Experimental evaluation
The article presents extensive experimental evaluation on eight single-domain benchmarks, demonstrating the effectiveness of TGT in improving OOD detection accuracy.
Novel approach
TGT is a novel approach that distills class-suppressed residual structure from a frozen multi-domain teacher into the student during training, offering a new perspective on OOD detection.
Demerits
Limited generalizability
The article focuses on single-domain models and may not be directly applicable to multi-domain models or other types of machine learning tasks.

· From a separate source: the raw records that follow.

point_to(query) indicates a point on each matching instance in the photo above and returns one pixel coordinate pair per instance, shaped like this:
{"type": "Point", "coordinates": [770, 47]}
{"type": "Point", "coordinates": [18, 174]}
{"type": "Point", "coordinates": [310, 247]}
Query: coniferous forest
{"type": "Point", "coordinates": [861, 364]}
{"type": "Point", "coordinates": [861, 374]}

Dependence on pre-trained teacher
TGT relies on a pre-trained multi-domain teacher, which may introduce additional computational and storage requirements.
Expert Commentary
The article presents a significant contribution to the field of out-of-distribution detection, providing a novel approach to addressing the geometric failure mode of Domain-Sensitivity Collapse (DSC) in single-domain models. The extensive experimental evaluation demonstrates the effectiveness of Teacher-Guided Training (TGT) in improving OOD detection accuracy. However, the article's findings may not be directly applicable to multi-domain models or other types of machine learning tasks. Furthermore, TGT relies on a pre-trained multi-domain teacher, which may introduce additional computational and storage requirements. Overall, the article provides valuable insights and recommendations for the development of reliable AI systems.
Recommendations
- ✓ Future research should investigate the generalizability of TGT to multi-domain models and other types of machine learning tasks.
- ✓ The development of more efficient and scalable methods for pre-training multi-domain teachers is necessary to make TGT more practical for widespread adoption.